The Port of Benghazi lies on the shores of the Gulf of Sidra off the Mediterranean Sea in the Cyrenaica region of northeast Libya. It is the second biggest city in Libya and an important educational, administrative, and commercial center. In 2005, over 685 thousand people called the Port of Benghazi home.
In addition to its busy port, industries in the Port of Benghazi include oil refining, food and salt processing, cement manufacturing, fishing, brewing, and tanning. Providing fresh water for its residents, the Port of Benghazi is home to one of the biggest water desalinization plants in the world. The Port of Benghazi is connected to other coastal Libyan cities by road.
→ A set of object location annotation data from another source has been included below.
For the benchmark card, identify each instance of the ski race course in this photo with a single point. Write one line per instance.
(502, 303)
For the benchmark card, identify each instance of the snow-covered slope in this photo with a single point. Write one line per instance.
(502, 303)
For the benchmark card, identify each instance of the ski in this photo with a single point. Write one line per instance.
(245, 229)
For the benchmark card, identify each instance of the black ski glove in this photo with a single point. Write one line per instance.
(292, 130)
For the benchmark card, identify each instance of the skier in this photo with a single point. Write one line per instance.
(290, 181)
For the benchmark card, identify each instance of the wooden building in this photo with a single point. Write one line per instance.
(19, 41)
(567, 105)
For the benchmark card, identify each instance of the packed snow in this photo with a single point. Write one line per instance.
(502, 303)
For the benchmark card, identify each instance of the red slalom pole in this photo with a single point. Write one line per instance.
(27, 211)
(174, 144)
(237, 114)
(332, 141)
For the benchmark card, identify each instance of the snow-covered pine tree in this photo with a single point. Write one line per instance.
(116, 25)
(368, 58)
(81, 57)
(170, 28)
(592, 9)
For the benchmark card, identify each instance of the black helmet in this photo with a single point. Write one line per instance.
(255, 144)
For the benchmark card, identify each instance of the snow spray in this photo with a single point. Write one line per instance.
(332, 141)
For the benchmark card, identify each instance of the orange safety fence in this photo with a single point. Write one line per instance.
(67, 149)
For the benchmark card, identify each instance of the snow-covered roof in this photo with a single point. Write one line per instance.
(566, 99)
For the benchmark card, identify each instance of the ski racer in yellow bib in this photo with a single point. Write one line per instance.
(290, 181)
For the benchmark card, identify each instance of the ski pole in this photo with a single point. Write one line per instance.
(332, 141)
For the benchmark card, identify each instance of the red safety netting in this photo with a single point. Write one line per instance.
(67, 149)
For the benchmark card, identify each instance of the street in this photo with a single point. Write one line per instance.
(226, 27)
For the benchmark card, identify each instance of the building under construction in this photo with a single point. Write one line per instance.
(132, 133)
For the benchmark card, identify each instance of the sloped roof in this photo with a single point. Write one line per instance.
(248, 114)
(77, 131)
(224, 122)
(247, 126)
The Port of Benghazi, called Euesperides (or Hesperides) at that time, was founded by the ancient Greeks of Cyrenaica in the 6th Century BC. The Greeks passed it to Ptolemy III, Egyptian pharaoh, naming it Berenice to honor the pharaoh’s wife. The city’s modern name honors a benefactor named Ghazi (Bani Ghazi means “Ghazi’s descendants).
After the 3rd Century AD, it surpassed Barce and Cyrene as the region’s main center. Later, it began to decline, and it was a small town until the Italians occupied the Port of Benghazi from 1912 to 1942.
During the era of Kingdoms in Libya, the Port of Benghazi was more or less a joint capital with the Port of Tripoli, and it continues to house many organizations and institutions normally associated with a country’s capital city. This favored status has led to a strong rivalry between the cities and the regions in which they are located (Cyrenaica and Tripolitania).
Today, the Port of Benghazi it is a modern economic center today with busy finance and manufacturing sectors. The city’s multi-ethnic population is dominated by persons of Arab descent.